We present here the first demonstration of a dynamic change of contact angle with EWOD using a QCM in an integrated device; such use of a QCM to measure the contact angle facilitates the evaluation of EWOD when optical means are impractical. Droplets in a medium of air and oil were measured; the results agreed with the optical results in various voltage regions. In the experiment using oil as a medium, our results indicated there was a non-negligible oil film under the droplet, and that the oil portion decreased as the voltage increased.

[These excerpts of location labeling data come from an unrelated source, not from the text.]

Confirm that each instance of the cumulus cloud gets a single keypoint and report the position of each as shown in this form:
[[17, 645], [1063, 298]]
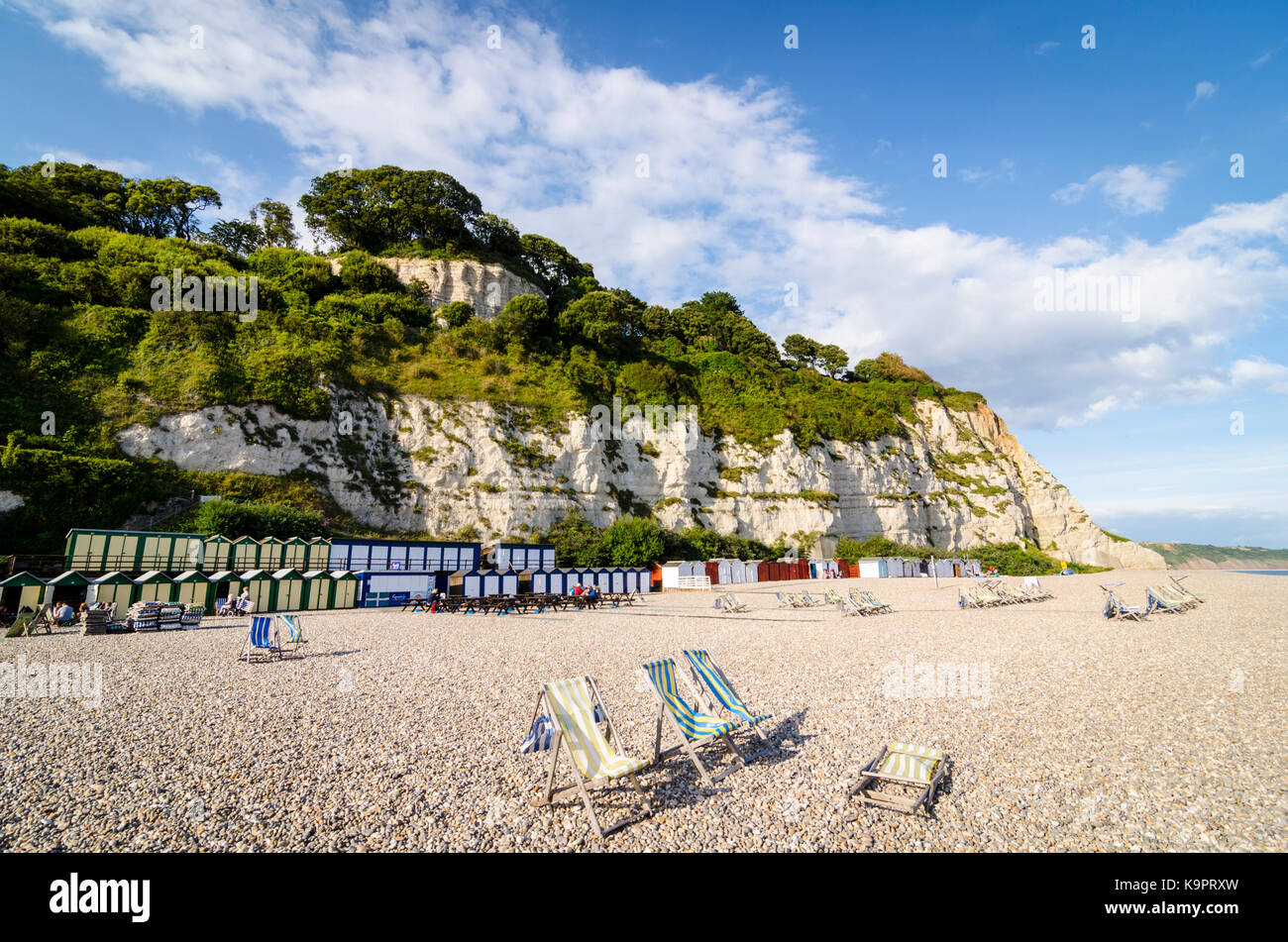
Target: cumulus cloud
[[1202, 91], [737, 196], [1132, 189]]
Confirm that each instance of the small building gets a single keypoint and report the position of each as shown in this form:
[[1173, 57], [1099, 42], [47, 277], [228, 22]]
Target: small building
[[69, 587], [224, 584], [290, 589], [194, 588], [114, 588], [22, 590], [318, 589], [344, 592], [872, 568], [245, 554], [263, 588], [154, 587]]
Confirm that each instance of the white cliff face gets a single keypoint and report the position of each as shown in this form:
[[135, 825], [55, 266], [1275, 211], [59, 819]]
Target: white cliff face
[[411, 465], [488, 287]]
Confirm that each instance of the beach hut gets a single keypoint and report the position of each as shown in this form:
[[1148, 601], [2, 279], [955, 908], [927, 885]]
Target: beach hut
[[467, 581], [114, 588], [224, 584], [288, 594], [262, 585], [295, 554], [245, 554], [317, 555], [344, 592], [670, 573], [872, 568], [318, 589], [154, 587], [546, 580], [194, 588], [69, 587], [22, 590], [270, 552], [217, 554]]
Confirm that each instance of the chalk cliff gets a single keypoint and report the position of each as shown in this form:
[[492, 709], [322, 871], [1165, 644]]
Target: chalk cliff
[[406, 464]]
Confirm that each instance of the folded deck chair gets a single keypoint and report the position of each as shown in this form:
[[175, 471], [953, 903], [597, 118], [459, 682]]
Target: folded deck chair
[[575, 708], [1176, 581], [263, 640], [902, 778], [294, 633], [706, 675], [692, 726], [1116, 609]]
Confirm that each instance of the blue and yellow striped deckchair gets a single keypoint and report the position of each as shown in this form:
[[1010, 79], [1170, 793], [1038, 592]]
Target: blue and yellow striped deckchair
[[707, 674], [690, 723], [575, 704], [915, 773]]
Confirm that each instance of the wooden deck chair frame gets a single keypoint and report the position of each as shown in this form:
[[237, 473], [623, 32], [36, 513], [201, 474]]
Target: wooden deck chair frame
[[584, 785], [688, 747], [707, 699], [923, 790]]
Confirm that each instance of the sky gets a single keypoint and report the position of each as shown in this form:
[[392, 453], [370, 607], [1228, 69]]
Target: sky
[[1078, 210]]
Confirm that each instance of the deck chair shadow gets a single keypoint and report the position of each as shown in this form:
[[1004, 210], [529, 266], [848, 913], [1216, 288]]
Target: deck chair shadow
[[263, 640], [715, 693], [574, 712], [692, 726], [903, 778]]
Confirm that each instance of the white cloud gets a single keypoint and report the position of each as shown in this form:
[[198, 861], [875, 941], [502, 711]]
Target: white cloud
[[1202, 91], [1132, 189], [735, 197]]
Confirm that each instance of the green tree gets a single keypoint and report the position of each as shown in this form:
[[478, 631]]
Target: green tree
[[632, 542]]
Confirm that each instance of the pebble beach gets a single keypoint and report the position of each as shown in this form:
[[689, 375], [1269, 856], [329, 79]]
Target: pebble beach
[[400, 731]]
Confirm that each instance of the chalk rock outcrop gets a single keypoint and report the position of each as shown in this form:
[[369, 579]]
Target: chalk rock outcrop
[[958, 480]]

Correctly incorporating a layer of an oil film in the model for this case is crucial for an accurately measured contact angle using a QCM. A simplified uniform layer was conceptualized in our model; the result was satisfactory in the region of large voltage, but the results fitted poorly those of an optical goniometer at a small voltage, which implied that oil might not form a homogeneous and uniform layer at a small voltage as we assumed. More direct measurement of an oil layer will confirm its presence and thickness under various conditions. Clear observations and a comparison of the morphological characteristics of oil and water, such as the inhomogeneity, might provide hints to improve future modeling.